Augmentation graduelle
Genecis Bioindustries était à la recherche d’un soutien financier pour accélérer son projet. Lorsque son réseau lui a recommandé de relever le Défi de réduction du gaspillage alimentaire, Luna a décidé de s’inscrire – une décision qu’elle ne regrette pas, car elle lui a permis de franchir les étapes pas à pas. « Le défi nous a vraiment poussés à passer de l’échelle du laboratoire à l’échelle du projet pilote, puis à l’échelle de la démonstration dans une usine de biogaz », explique Luna.
Le lieu de travail actuel de l’entreprise ressemble beaucoup moins à une cuisine et bien davantage à un laboratoire professionnel, situé dans le centre-ville de Toronto, avec une installation pilote à Scarborough. L’entreprise a établi des partenariats de recherche avec des établissements et de nombreuses universités au Canada, aux États-Unis et en Europe.

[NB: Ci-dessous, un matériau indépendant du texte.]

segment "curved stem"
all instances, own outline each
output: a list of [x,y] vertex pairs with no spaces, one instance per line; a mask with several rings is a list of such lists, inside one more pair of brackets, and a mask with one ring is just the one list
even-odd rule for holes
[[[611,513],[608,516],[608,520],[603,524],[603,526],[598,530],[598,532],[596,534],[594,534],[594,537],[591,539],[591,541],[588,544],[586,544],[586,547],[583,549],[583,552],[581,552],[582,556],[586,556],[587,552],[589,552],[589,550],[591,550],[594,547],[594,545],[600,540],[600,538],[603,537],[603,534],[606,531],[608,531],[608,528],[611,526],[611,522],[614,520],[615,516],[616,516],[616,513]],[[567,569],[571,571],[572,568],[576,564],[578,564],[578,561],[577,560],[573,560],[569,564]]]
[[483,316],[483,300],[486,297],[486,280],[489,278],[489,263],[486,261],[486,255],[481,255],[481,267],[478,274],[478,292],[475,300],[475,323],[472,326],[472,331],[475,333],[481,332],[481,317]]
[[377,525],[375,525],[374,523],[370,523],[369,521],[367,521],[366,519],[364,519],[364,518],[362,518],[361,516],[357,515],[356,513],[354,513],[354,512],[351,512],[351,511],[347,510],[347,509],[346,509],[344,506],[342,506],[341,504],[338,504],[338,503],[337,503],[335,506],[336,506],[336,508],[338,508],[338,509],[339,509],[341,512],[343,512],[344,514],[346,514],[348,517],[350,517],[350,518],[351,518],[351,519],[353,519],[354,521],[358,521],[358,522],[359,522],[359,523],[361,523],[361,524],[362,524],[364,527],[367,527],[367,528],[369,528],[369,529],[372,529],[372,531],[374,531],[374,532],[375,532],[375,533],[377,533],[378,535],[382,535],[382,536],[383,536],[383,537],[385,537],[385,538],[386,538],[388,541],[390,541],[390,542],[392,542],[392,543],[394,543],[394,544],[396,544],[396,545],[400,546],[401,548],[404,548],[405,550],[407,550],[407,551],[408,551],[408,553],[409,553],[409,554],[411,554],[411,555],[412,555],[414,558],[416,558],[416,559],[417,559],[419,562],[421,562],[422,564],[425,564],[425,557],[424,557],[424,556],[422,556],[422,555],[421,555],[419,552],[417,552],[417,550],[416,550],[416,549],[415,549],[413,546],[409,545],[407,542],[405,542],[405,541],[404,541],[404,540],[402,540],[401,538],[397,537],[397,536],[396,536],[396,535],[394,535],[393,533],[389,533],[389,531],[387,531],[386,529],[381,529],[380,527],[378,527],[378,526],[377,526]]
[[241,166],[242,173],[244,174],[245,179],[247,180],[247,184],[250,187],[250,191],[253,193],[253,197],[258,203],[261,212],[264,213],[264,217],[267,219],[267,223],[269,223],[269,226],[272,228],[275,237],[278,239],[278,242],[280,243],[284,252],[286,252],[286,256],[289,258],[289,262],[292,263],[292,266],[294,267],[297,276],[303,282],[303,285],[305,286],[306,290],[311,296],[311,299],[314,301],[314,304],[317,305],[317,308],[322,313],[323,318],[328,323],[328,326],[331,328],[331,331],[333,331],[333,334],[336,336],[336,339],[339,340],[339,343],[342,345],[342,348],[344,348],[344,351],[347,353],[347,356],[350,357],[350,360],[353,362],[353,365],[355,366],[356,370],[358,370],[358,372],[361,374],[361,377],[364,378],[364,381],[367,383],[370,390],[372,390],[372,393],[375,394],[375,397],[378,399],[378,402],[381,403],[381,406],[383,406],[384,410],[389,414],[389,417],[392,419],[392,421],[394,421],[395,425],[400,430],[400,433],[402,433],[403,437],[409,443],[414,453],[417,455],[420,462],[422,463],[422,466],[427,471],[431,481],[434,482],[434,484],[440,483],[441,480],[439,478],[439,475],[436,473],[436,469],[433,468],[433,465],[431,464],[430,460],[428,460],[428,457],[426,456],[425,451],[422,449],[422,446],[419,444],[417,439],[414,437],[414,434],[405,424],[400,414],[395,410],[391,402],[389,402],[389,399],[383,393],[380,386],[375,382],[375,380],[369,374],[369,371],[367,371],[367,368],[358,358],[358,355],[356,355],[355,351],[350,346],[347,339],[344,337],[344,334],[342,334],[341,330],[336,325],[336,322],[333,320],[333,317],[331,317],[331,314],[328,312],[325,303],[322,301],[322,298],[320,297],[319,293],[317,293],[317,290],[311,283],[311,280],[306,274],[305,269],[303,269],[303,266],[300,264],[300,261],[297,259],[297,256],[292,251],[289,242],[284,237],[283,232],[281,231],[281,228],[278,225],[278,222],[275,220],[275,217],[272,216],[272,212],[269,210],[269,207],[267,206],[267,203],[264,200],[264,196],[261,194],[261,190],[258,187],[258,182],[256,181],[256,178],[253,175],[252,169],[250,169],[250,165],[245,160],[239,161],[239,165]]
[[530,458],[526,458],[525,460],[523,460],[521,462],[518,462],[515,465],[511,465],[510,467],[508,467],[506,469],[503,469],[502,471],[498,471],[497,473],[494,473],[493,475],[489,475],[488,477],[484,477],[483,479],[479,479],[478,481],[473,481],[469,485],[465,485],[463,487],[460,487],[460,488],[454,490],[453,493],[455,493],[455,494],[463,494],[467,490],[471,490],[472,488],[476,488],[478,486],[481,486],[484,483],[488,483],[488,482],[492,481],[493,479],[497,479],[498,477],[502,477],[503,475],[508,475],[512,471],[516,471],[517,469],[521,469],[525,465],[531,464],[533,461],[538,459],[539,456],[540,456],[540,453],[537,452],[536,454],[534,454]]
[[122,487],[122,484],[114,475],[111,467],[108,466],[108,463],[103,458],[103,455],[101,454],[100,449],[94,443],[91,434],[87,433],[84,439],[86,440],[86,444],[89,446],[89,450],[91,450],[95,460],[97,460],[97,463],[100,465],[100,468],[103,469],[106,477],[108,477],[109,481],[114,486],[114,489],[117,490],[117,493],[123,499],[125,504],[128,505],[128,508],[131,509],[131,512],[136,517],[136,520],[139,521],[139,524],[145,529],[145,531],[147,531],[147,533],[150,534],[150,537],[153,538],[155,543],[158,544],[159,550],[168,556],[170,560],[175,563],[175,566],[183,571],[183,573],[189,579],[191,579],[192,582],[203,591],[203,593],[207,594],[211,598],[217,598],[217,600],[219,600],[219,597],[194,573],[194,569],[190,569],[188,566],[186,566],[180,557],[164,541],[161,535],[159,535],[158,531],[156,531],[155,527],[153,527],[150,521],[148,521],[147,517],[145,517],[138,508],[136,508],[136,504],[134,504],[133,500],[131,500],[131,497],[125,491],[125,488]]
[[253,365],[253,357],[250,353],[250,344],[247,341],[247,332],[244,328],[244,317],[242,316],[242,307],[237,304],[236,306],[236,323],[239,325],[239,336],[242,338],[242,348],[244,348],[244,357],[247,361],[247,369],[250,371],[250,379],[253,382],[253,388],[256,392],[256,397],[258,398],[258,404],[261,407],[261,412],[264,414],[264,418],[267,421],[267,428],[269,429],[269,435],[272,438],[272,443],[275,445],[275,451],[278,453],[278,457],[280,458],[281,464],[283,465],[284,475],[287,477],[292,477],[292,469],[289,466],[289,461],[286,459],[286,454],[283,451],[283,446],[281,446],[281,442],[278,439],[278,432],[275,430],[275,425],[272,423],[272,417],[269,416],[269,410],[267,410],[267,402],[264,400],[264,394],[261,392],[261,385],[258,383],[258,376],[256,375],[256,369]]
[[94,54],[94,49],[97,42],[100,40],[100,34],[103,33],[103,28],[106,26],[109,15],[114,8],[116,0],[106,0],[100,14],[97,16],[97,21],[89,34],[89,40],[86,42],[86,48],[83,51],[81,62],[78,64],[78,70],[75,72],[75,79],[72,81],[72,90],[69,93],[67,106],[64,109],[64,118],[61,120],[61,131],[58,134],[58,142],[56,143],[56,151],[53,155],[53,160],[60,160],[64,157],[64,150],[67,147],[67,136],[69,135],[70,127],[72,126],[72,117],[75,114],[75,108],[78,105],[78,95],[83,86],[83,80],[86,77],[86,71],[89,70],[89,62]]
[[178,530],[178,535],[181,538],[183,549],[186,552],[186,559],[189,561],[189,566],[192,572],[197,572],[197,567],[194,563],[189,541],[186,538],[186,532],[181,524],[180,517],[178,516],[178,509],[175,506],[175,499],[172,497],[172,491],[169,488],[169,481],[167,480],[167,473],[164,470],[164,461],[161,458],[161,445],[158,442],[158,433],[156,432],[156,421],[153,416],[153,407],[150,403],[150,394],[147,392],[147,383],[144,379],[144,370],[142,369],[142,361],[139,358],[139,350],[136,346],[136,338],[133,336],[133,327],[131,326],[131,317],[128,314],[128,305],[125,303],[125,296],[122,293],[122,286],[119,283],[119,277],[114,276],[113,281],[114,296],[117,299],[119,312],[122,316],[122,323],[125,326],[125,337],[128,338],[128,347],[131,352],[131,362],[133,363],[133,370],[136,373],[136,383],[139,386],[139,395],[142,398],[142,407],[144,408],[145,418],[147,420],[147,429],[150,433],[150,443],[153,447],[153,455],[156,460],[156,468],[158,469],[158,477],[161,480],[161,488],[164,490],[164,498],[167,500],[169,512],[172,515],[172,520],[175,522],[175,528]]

Luna et son équipe ne fouillent plus les poubelles pour recueillir des déchets alimentaires; elles les obtiennent directement auprès de leurs usines de biogaz partenaires qui reçoivent des centaines de tonnes de déchets alimentaires chaque jour.
Luna s’efforce de faire de Genecis Bioindustries une usine commerciale fonctionnelle produisant des revenus réguliers et des produits de tous les jours qui seront bientôt offerts aux consommateurs. Elle prévoit également de poursuivre ses expériences avec d’autres déchets organiques éliminés en grandes quantités et d’exploiter au maximum le potentiel des PHA. Grâce à la technologie et au développement de l’intelligence artificielle, les possibilités sont infinies pour contribuer à réduire le gaspillage alimentaire et la pollution par les plastiques.
Genecis Bioindustries a remporté un prix dans le cadre du volet Technologies novatrices 2024 du Défi de réduction du gaspillage alimentaire.
Que sont les PHA?
Les polyhydroxyalcanoates (PHA) sont des biopolymères produits par des micro-organismes, comme les bactéries, par fermentation. Lorsqu’ils sont extraits des bactéries, les PHA présentent les mêmes propriétés que le plastique, mais ils sont biodégradables, ce qui en fait une option plus respectueuse de l’environnement. Il est possible de mouler les PHA pour leur donner la forme d’une bouteille en plastique, puis de jeter cette bouteille en toute sécurité dans la nature, où elle s’y décomposera naturellement, éliminant ainsi tout risque de déchets, de microplastiques nocifs ou de résidus toxiques.